A garden in your mind to cultivate ideas

Did you know? You have a garden in your mind. It’s possible to plant ideas like seeds and watch them grow as you water them everyday. Fred Rogers, creator, showrunner, and host of the preschool television series Mister Rogers’ Neighborhood, puts it more beautifully:

You can grow ideas in your mind. You can think about things and make believe things and that’s like growing something of your own.

fred rogers

It’s basically like gardening, and it’s no trivial pastime. It’s more than the growing of plants. It’s actually the expression of desire.

Have you ever wondered why certain thoughts are more recurring than others? It’s worth examining why they’re around frequently and under what conditions they tend to pop up the most.

Ideas, like plants, can be dormant in certain seasons. They’re waiting to be activated.

Author Olivia Laing states that gardening resets your perception of time and space. It’s a completely different world that pushes aside the constant rush of our daily lives. She also points that patience plays a key role when seeing something grow.
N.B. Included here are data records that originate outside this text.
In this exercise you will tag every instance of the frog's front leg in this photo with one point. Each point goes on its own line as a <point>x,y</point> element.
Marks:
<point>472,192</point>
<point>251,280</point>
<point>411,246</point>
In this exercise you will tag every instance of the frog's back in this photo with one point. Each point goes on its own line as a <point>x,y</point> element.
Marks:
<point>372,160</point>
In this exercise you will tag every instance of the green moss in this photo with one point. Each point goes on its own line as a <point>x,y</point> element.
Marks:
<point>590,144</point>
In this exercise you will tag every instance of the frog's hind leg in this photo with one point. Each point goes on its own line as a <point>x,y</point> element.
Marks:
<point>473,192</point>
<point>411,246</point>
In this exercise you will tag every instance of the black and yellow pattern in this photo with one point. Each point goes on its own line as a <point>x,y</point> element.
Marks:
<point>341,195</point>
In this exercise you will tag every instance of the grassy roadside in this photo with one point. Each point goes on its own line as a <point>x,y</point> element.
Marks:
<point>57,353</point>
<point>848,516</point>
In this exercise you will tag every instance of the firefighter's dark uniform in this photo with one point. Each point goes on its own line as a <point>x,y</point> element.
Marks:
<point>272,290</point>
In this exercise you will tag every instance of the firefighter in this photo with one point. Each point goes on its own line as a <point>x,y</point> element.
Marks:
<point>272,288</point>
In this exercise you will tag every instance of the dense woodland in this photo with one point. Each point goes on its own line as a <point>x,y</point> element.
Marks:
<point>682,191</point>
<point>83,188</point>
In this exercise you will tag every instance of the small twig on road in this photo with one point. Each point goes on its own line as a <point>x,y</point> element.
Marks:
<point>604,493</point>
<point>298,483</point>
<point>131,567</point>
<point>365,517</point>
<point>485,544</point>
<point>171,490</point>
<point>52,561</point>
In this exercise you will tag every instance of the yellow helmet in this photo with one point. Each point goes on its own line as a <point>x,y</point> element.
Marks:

Gardening situates you in a different kind of time, the antithesis of the agitating present of social media. Time becomes circular, not chronological; minutes stretch into hours; some actions don’t bear fruit for decades.

olivia laing

Hence, a garden in your mind requires you to disconnect from the business-focused productivity-obsessed culture. It’s mandatory to stop scrolling every social media channel and search for ideas that nurture you in the analogue world: going out for walks, visiting galleries or museums, practising the art of conversation.

This is not a new idea, but it’s easy to forget: you become what you consume. When planting a garden, you have to be selective on the kind of ‘plants’ you have around.

What would you like to plant today in the garden of your mind?